Carta à Merkel

Economistas pedem a Merkel que mude “política fracassada” para a Grécia. Em carta aberta à chanceler, economistas como Thomas Piketty e Jeffrey Sachs afirmam que austeridade “simplesmente não funcionou” e que “o remédio é pior que a doença”.

merkel_alexis
Economistas renomados pediram à chanceler federal da Alemanha, Angela Merkel, uma mudança no curso das políticas econômicas aplicadas na Grécia. Em carta aberta publicada em diversos jornais europeus nesta terça-feira (07/07), eles afirmam que as medidas de austeridade impostas ao país “simplesmente não funcionaram”.
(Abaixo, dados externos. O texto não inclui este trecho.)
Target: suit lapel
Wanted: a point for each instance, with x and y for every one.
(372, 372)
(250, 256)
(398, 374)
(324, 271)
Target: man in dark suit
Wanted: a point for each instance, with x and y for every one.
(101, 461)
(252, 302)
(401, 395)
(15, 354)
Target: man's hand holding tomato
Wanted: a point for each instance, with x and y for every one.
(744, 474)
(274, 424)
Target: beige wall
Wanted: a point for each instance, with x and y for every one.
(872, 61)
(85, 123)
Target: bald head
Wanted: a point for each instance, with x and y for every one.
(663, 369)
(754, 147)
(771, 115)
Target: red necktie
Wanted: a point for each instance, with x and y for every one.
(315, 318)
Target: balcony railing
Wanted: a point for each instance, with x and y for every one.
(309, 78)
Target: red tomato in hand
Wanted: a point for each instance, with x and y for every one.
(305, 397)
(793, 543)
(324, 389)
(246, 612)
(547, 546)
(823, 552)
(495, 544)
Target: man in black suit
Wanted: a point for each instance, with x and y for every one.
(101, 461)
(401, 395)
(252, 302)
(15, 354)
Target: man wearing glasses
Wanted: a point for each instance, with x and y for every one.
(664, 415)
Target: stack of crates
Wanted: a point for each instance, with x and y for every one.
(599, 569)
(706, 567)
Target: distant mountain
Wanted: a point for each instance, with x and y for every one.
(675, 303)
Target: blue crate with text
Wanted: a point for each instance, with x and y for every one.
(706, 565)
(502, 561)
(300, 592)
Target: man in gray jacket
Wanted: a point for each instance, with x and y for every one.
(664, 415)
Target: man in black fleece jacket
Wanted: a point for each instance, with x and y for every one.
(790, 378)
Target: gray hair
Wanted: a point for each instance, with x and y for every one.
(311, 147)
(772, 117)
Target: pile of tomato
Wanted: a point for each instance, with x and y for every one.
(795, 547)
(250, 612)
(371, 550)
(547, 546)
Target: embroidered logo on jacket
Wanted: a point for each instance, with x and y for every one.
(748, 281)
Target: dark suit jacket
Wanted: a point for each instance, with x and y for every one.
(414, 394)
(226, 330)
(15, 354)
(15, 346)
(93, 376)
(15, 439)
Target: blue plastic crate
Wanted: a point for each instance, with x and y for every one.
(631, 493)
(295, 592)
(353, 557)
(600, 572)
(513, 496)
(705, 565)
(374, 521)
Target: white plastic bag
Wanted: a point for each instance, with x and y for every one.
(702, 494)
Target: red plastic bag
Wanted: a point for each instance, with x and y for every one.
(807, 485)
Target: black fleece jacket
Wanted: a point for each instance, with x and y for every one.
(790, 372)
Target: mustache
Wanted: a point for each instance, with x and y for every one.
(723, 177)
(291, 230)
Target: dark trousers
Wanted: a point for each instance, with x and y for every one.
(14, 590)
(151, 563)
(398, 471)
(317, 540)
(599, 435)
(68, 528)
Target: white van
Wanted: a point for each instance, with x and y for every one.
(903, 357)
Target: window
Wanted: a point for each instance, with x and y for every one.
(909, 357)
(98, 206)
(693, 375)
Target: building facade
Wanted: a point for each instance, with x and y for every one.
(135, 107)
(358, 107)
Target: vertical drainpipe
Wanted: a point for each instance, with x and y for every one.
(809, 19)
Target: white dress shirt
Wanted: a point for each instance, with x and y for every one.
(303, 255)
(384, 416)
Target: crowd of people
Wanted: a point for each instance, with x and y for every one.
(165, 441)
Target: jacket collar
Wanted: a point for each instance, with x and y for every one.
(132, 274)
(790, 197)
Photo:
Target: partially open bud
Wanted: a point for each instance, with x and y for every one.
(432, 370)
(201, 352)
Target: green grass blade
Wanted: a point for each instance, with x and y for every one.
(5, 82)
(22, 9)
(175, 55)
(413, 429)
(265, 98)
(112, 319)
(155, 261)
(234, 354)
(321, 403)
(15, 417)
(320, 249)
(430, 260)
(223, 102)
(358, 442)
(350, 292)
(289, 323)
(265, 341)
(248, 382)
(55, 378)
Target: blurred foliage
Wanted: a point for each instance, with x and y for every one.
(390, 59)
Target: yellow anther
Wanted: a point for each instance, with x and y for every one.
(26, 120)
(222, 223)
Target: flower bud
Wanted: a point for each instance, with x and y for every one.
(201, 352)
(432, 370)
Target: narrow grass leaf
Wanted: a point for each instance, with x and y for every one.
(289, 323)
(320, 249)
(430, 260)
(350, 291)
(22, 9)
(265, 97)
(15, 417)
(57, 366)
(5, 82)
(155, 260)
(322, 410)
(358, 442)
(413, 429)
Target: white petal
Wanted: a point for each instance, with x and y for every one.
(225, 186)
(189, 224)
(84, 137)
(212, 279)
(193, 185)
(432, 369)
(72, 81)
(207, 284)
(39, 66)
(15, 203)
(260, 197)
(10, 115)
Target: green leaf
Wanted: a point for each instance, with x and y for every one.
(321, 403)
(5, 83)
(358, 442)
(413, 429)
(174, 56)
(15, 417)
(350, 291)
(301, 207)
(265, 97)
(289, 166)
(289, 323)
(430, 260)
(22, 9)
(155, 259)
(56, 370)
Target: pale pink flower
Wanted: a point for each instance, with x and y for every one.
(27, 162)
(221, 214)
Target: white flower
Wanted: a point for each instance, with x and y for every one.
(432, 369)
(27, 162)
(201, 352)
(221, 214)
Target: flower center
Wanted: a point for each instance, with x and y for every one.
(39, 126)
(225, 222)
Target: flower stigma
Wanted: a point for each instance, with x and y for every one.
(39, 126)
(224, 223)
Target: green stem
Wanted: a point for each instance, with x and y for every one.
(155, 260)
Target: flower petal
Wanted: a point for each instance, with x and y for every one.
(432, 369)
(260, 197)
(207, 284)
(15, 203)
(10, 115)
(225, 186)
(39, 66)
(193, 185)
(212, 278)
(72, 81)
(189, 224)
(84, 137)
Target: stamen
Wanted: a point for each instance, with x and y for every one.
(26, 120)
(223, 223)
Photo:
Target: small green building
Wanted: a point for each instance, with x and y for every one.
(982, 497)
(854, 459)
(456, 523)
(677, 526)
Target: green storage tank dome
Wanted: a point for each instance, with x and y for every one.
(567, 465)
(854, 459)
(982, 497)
O documento assinado por Heiner Flassbeck, diretor da Divisão de Globalização e Estratégias de Desenvolvimento da Unctad; Thomas Piketty, professor na Escola de Economia de Paris; Jeffrey D. Sachs, professor na Universidade Columbia; Dani Rodrik, professor na Universidade de Harvard; e Simon Wren-Lewis, professor em Oxford, alega que as exigências europeias impostas à Atenas só contribuíram para piorar ainda mais a situação no país, com consequências que não eram vistas desde as crises econômicas de 1929 e 1933.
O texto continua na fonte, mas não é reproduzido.